Beri:Well, I am too. I it was uh you know, that's the first real work I've done in a while now. My wife's had me in there two weekends. So I'm back to it. She's gonna start slapping honeydews on the fridge again.
Bethanie Spangenberg:Yeah.
Beri:You know, the thing is, you know, I work, you know, I work for and I get usually get fired about once a month, but then I have to show back up at work the next day. I don't get it.
J Basser:You say you're the CEO, you can't fire yourself, and you don't have a board of director. You got one board of director, and that's the wire.
Beri:That's it.
J Basser:Yeah. Oh you're the same situation, but you can't fire yourself either. My wife is fireing me in a moment.
Beri:She's great though. You know, I keep complaining. Got a really great fringe benefits packaging up.
J Basser:We're gonna shut her down. I've uh has made the dental work done and I've been pretty serious pain all day, but uh figure I took this one out. So uh with that, busy, thanks for coming on. Ray, thanks for I mean, Ray. I'm sorry, Barry. Uh had rail on my mind. Thanks for coming on, we appreciate it.

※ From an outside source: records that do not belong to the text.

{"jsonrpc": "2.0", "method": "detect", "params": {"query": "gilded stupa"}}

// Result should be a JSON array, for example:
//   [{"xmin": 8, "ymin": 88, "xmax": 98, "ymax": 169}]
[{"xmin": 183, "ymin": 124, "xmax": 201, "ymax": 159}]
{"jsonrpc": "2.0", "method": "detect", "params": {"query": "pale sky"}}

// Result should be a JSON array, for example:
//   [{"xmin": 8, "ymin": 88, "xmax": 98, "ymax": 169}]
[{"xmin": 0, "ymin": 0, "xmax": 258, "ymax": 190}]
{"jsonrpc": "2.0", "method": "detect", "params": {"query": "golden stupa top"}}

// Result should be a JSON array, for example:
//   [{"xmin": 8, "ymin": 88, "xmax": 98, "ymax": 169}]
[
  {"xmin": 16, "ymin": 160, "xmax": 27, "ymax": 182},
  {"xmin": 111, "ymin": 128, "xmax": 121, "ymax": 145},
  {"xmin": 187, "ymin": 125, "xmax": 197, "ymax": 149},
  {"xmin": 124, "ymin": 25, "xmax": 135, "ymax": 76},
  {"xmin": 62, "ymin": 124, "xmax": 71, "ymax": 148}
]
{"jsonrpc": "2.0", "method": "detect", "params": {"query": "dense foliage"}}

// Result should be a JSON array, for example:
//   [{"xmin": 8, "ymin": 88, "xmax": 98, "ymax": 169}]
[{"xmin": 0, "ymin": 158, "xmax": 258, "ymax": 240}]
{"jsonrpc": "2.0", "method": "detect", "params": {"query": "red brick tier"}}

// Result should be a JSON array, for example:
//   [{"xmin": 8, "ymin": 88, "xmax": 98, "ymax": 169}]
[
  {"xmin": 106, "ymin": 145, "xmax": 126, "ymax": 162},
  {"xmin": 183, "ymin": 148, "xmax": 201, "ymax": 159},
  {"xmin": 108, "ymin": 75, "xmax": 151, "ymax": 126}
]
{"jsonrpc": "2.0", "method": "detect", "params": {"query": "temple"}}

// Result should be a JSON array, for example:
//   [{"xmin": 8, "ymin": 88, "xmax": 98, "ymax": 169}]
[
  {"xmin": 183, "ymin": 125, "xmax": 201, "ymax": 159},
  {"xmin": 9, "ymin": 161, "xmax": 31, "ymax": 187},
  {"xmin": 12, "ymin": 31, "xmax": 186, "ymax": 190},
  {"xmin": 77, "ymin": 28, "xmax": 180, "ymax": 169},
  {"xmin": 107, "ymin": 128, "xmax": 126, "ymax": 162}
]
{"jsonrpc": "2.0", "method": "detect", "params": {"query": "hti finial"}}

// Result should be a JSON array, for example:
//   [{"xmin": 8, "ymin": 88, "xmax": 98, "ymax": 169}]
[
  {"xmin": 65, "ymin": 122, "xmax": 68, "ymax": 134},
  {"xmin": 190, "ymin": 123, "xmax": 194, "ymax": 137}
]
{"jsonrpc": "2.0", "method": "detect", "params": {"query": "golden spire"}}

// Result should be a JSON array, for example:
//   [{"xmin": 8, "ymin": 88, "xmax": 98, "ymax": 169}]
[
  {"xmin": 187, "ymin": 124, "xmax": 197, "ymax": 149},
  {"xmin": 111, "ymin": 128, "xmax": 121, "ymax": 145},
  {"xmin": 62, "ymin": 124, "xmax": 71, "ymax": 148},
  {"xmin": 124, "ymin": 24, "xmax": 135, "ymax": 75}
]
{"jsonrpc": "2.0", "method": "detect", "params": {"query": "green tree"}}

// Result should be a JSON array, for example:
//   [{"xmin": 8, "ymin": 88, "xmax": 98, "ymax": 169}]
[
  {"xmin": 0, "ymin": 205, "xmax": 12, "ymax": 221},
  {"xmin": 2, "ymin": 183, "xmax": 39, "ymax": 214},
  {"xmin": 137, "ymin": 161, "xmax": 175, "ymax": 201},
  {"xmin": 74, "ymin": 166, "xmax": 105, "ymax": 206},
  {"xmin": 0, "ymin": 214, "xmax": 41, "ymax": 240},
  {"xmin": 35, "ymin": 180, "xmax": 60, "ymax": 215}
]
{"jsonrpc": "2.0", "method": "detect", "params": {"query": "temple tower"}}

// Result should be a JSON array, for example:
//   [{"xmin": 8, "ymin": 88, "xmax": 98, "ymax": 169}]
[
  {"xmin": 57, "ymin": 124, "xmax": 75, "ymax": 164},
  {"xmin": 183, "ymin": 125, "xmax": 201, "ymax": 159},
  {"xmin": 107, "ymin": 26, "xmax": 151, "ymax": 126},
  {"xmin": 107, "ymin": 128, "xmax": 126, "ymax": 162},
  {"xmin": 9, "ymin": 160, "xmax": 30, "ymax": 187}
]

We'll we'll do this again next week, guys. We're gonna have a new guest on. She's a uh credit appeal. No, she's an attorney out of Washington, D.C. I'm sorry. Um I'll advertise the show up this weekend and get out there, and uh she's really good at what she does. She's got her own office and she does ethnic things out there in Virginia. So uh this will be John on behalf of Bethany and Barry, we'll be shutting her down for now.